Archaeology on the web
by Steve Platt

Trench One 5: From landscape to Netscape
Trench One 6: Written in stone
Trench One 7: Save our heritage
Trench One 8: Game on
Trench One 9: Time Team on the web
Trench One 10: The great Barbie hoax
Trench One 11: Studying archaeology on the web
Trench One 12: Magical history tour: schools resources on the web

Time Team on the web

From Trench One 9

If you’ve never heard of Mangleworzel Moonbeam – or Jethro Dufflecoat, or Panda, or Soupdragon, or many others of similar ilk – the chances are that you’ve never visited the Time Team Forum on the Time Team website (www.channel4.com/nextstep/timeteam/forum). For these are just some of the many monickers adopted by the Forum regulars, who use the facility to chat, ask questions, exchange information or discuss issues connected (or, quite often, unconnected) with Time Team and archaeology in general.
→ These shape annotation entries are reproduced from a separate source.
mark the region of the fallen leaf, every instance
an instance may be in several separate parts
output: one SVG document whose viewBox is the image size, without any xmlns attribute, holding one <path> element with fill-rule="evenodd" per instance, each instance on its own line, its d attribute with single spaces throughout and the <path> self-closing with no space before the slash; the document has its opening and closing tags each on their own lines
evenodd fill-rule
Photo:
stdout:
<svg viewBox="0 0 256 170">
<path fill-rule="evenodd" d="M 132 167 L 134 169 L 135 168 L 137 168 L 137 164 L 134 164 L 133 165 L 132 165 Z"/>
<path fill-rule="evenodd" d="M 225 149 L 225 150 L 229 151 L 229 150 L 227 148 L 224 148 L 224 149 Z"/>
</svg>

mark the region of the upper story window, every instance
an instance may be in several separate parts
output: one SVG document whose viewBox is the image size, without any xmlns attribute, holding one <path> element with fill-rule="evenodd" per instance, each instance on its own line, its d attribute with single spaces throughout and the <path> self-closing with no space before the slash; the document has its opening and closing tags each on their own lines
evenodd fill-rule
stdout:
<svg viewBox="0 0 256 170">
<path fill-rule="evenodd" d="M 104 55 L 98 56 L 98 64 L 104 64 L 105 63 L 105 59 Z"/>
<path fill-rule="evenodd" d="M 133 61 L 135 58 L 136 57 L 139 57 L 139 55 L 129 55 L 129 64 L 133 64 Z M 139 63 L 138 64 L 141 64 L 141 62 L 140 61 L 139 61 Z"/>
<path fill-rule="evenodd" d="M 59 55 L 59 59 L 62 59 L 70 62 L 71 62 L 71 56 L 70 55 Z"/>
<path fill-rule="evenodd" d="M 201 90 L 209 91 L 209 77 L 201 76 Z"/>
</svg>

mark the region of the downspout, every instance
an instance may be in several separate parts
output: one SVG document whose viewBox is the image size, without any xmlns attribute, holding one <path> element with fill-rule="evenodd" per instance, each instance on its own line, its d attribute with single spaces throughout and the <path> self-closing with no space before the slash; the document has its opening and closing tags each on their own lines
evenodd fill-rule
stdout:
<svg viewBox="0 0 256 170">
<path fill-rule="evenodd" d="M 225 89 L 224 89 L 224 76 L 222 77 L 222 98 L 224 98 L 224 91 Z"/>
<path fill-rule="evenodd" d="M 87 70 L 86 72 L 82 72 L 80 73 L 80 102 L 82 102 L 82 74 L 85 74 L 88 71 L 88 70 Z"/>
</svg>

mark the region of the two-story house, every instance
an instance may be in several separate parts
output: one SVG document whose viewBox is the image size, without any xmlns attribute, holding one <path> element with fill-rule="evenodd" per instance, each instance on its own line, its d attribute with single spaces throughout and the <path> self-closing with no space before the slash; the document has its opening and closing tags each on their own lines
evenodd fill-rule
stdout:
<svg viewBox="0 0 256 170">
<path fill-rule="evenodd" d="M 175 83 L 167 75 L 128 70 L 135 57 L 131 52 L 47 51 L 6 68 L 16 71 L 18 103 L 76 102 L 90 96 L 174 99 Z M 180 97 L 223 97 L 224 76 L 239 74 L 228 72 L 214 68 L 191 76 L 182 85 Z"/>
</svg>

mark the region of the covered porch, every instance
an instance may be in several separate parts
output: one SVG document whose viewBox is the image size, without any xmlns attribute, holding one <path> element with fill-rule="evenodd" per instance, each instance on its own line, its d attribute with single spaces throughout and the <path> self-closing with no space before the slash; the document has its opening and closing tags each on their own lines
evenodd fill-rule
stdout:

Mr Moonbeam is in fact better known on the Forum as Mr W, a committed rationalist with a somewhat intolerant edge, who transmutes into old Mangleworzel whenever the subject of druids, earth religions or – and this one really gets him going – Seahenge rears its irrational head. Here’s Mangleworzel on the subject recently:

‘By despoiling the sacred shrine, the archaeologists have been cursed by the Mother Earth Spirit. They’ve been tripping on paving stones and their gardens are becoming overgrown with weeds as the Earth tries to reclaim what is hers. Harding is the worst despoiler. Not only does he cut down trees, laughing at their screams of agony, he also plucks flints from the bosom of Mother Earth and cruelly knaps them as bloody shards fly in all directions. And the Evil One known as Robinson has seen his hair become hideously coloured after his sacriligious act. The Time Team are reaping what they have sown!’

All meant in a spirit of scathing satire, of course. But don’t worry – Mangleworzel gets as good as he gives. And there is plenty of more serious archaeological discussion on the Forum too, just in case you were thinking that this was one of those places online where only the virtually insane feel at home. Where else on the web can you ask about ‘an interesting piece of stone’ you found while walking across a field and get half a dozen highly informative answers in about a third of the time it takes to complete a Time Team excavation?

The Time Team Forum was originally set up to support the Time Team Live weekend in August 1997. It proved to be such a success that it has continued ever since, attracting in the region of 2,000 postings a week during the last series – and continuing with about 500 a week since the series finished. There is even a group of Forum regulars, calling themselves Time Team Forum Friends. They have their own website – run, as the address suggests, by Time Team enthusiasts John and Sandy Colby (www.btinternet.com/~johnandsandy.colby/ttff/). This contains information about some of the personalities behind those Forum noms de plume (or should that be noms de net?) and any web pages they produce. It also provides details of informal local groups of TTFFs, events, meetings, archaeological pages and re-enactment societies. There is no membership requirement: if you consider yourself a Forum regular you’re welcome to join them.

The Forum was also the starting point for a handy new website set up by another Time Team enthusiast at www.timeteamlinks.co.uk. This provides an extensive – and growing list – of Time Team-related links on the web. There are a surprising number of them out there.

Try, for example, this detailed description of the medieval book binding recreation carried out for the programme filmed at Hartlepool for the 2000 series: www.ncl.ac.uk/bindery/timeteam1.html. Or this account, with splendid pictures, of the Team's visit to Plympton for the 1999 series: www.members.aol.com/plymtime. Or this one, featuring Time Team's visit to Cornwall at the end of March 1995, drawn by the presence of a fogou and the possibility of some exciting Iron Age finds: homepages.primex.co.uk/~jomay/timeteam.htm. No prizes for guessing what Mangleworzel Moonbeam might make of the landowner's report: 'That night I had a dream in which the fogou said, "If you want to find more then dig closer to me."' But then part of the attraction of these enthusiasts' websites is precisely this sort of, dare I say eccentricity, reflecting the differing personalities – and ideas – of their authors.

Another site with a range of Time Team-related web links, maintained by Jean Manco and part of the Open Directory Project, can be found at
dmoz.org/Regional/Europe/United_Kingdom/Arts_and_Entertainment/
Television/Programmes/Factual/Science/Time_Team
.

Among other things, this features links to a variety of articles about Time Team and its leading participants. For some reason, very high on the list is Planet Bod's spoof on the 'wonderful quirkiness' of the programme (www.durge.org/~bods/tv/timeteam.live). Sample dialogue: 'Tony: So Mick, what have we got here. Mick: Well it looks like the Ark of the Covenant, Tony, but what I'm interested in is the context of this find.'

I'm sure Mangleworzel Moonbeam would have something to say about that.